The public can have an active role in prevention of child abuse by being aware of the signs.

(and by demanding accountability within the foster care system)

“It is important for the community to be aware of the problems of child abuse and to learn what to do,” said Jane Nielsen, volunteer cooridnator/public relations for CASA.
Injury to a child is considered abuse regardless whether the caretaker intended the incident to happen or not. A person should suspect abuse if the child has frequent injuries without adequate explanations or complains of pain without obvious injury.
A person suspicious of child abuse may look for burns or bruises in unusual patterns that may indicate cigarette burns, the use of an instrument or even a human bite. To hide the marks a child may wear unseasonable clothing. The child may also disappear for a few days and the re-urface with injuries that appear to be a few days old.

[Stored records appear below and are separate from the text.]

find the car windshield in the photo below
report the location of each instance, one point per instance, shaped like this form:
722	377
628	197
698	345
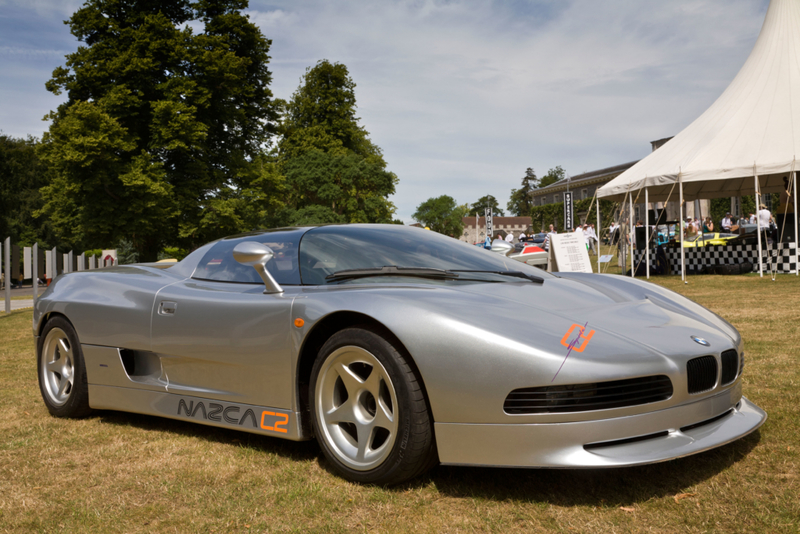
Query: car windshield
219	265
328	250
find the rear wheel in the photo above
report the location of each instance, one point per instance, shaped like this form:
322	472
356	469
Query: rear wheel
62	372
369	412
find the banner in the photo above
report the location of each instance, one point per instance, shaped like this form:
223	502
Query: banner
568	211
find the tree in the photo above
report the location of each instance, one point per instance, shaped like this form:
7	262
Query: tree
334	173
484	202
441	214
22	174
553	176
520	202
158	136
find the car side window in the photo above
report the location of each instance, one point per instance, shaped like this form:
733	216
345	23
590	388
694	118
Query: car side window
218	263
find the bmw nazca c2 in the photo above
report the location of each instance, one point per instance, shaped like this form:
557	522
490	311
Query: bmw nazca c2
397	348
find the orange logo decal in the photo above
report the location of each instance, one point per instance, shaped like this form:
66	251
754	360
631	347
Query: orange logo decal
581	337
277	426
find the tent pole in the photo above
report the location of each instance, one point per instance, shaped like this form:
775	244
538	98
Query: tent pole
680	223
647	231
599	233
632	232
758	224
796	242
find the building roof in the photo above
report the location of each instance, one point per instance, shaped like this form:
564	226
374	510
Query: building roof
753	128
586	178
469	221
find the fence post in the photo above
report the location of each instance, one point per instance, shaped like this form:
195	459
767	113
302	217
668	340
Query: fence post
35	273
7	260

Furthermore, a child may act out emotionally by becoming aggressive, disruptive, and have destructive behavior. On the other hand, a child may become withdrawn, passive, have emotionless behavior and a fear of going home or seeing the parents.
“It is important for the victims of abuse to know it is never their fault,” Pulliam said. “The kids can’t blame themselves and say if only they cleaned their room or did something different then it would not have happened.”
Child neglect is also a form of child abuse. Neglect is just as harmful and is a failure to provide basic needs to sustain the life or health of the child. However, this excludes failure to provide based on financial status unless services or help has been offered and refused.
A person may suspect neglect if a child suffers from obvious malnourishment or is stealing or begging for food. Furthermore, a child may have a lack of personal cleanliness and have torn or dirty clothing. In addition, the child may be left unattended at home or be absent from school frequently.
Child abuse and neglect is against the law in Texas, so is the failure to report the abuse. If a person suspects a child is abused they can call law enforcement or CPS at 1-800-252-5400. The hotline is answered 24 hours a day, every day. If the situation is life threatening, the person should call 911.
Reporters are not expected to prove the abuse or neglect they report. It is best to be specific of the injuries noted and the incidents observed. A delay in reporting the incident may result in serious harm to the child and it is also best for the investigator to see the injuries or bruises before they fade.
If a person fails to report suspected child abuse it may result in the person being charged with a Class B misdemeanor which can carry a fine up to $1,500 and up to 180 days of imprisonment.